1) I get why you split the integral and how the solid object is split into a simple cylinder and then a cap.

Here's what I don't get:

1) I was'nt given any function so can't I assume that f(x,y,z) of f(r,∅,θ) (just to be clear the symbol before ∅ is phi ) or f(r,θ,z) all are equal to 1.

2) Did'nt you miss out an r in the integrand of the first cylindrical integration you did. ( The reason why I stated that is not to point out your mistake, but just in case you intentionally omitted the r, I want to know why, so that I don't make mistakes in the exam).

3) When the cap's volume is being integrated you're taking the upper limit of z as sqrt(9-r^2) or sqrt(9-x^2-y^2). Is'nt it sort of pointless to include the r^2 or -x^2-y^2 terms in the upper limit as at the top of the cap the point will have only a single x,y,r value so why integrate it. I mean one integrates when one is summing over a variable. Now when you start at the bottom pf the cap ( say in Cartesian Coordinates) x and y are in the form of x^2+y^2=4. But at the top of the cap x^2+y^2=0. So why even bother to inlude the x^2+y^2 terms (or r^2) in the upper limit. If we don't write them it will be understood that they have gone to 0 and the top of the cap is a point.

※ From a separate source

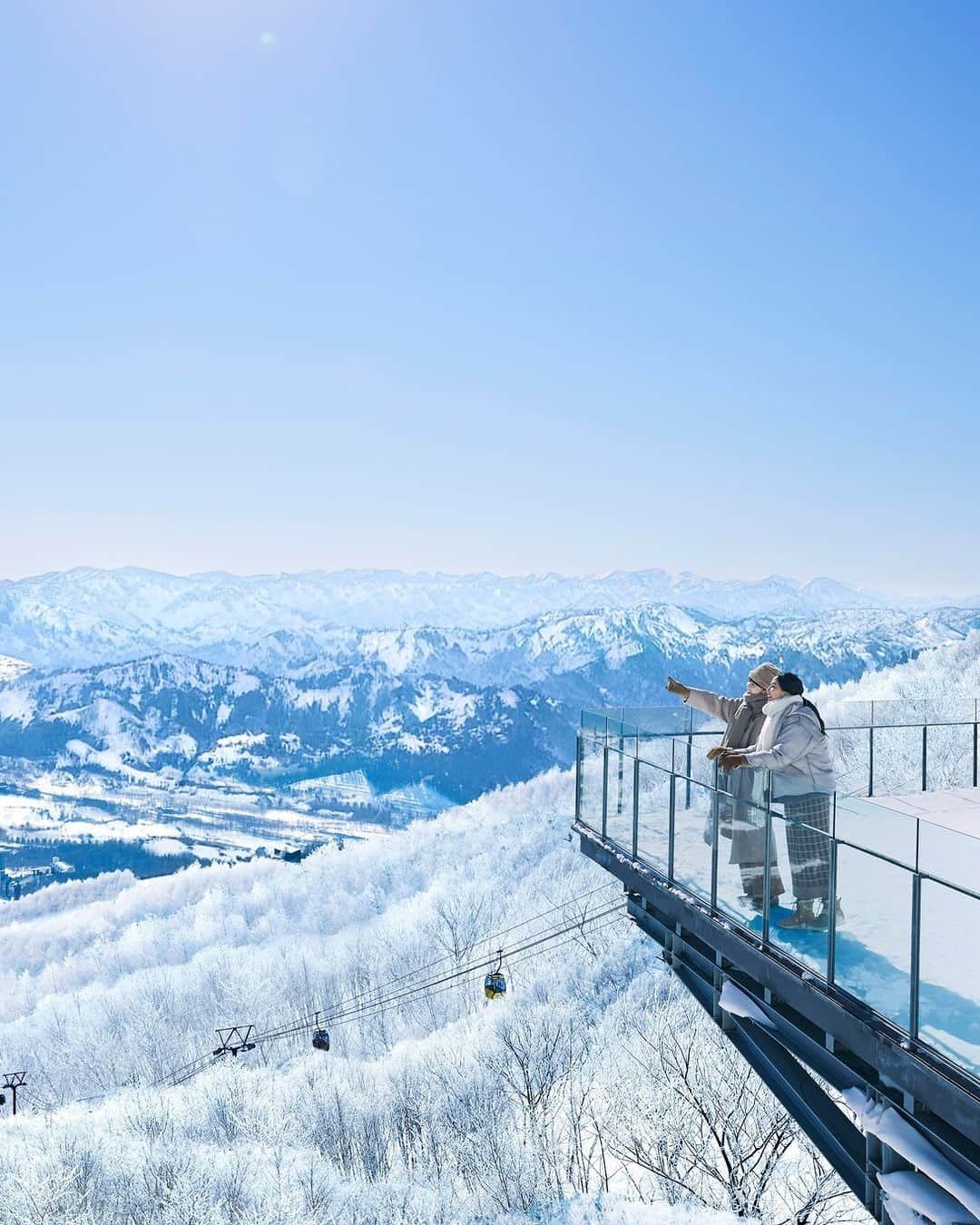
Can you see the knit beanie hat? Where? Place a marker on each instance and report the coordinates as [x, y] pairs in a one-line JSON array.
[[765, 675]]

Hope you can clear the 3rd point as I'm most confused regarding it. I just hope that I have sufficiently conveyed what I'm confused about.

4. Apr 21, 2012

### HallsofIvy

Staff Emeritus
Yes, since the question is to find the volume, and $V= \int\int\int dV$, your integrand is 0.

Yes. Sorry about that. I was focusing on the limit of integration.

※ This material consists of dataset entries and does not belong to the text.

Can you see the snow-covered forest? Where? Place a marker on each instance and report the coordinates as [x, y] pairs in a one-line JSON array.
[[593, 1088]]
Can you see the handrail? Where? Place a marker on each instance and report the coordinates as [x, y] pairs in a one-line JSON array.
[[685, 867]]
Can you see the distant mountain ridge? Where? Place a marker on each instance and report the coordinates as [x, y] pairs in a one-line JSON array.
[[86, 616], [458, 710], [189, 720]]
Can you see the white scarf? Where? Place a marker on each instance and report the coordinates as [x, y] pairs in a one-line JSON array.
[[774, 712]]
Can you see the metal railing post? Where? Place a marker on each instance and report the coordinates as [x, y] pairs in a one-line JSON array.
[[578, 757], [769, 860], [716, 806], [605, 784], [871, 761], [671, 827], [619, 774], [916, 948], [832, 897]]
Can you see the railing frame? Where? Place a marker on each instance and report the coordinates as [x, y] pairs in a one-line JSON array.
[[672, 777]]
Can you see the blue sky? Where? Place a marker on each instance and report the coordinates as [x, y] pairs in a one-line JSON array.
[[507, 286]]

Because you have to integrate over the entire cap, not just the top of the cap. It is true that at the top of the cap x= y= 0 so z= 3 but when you are doing the "inside" z-integral, x and y can take any values from 0 to 2.

5. Apr 22, 2012

### hivesaeed4

Thanks a lot HallsofIvy.

6. Apr 22, 2012

### hivesaeed4

Sorry, last question:-

I said that since the integrand is'nt given we should take it to be 1 ( or we can just write it as ∫∫∫ 1 dV or ∫∫∫ dv i.e. writing nothing as the integrand).

You said we should take it as 0 ( ∫∫∫ 0 dV ). Won't the volume then always come out to be 0 since zero is being multiplied with everything.

So should'nt we take the integrand as ∫∫∫ 1 dV or ∫∫∫ dv instead of ∫∫∫ 0 dV. In other words should'nt the integrand be 1 instead of 0.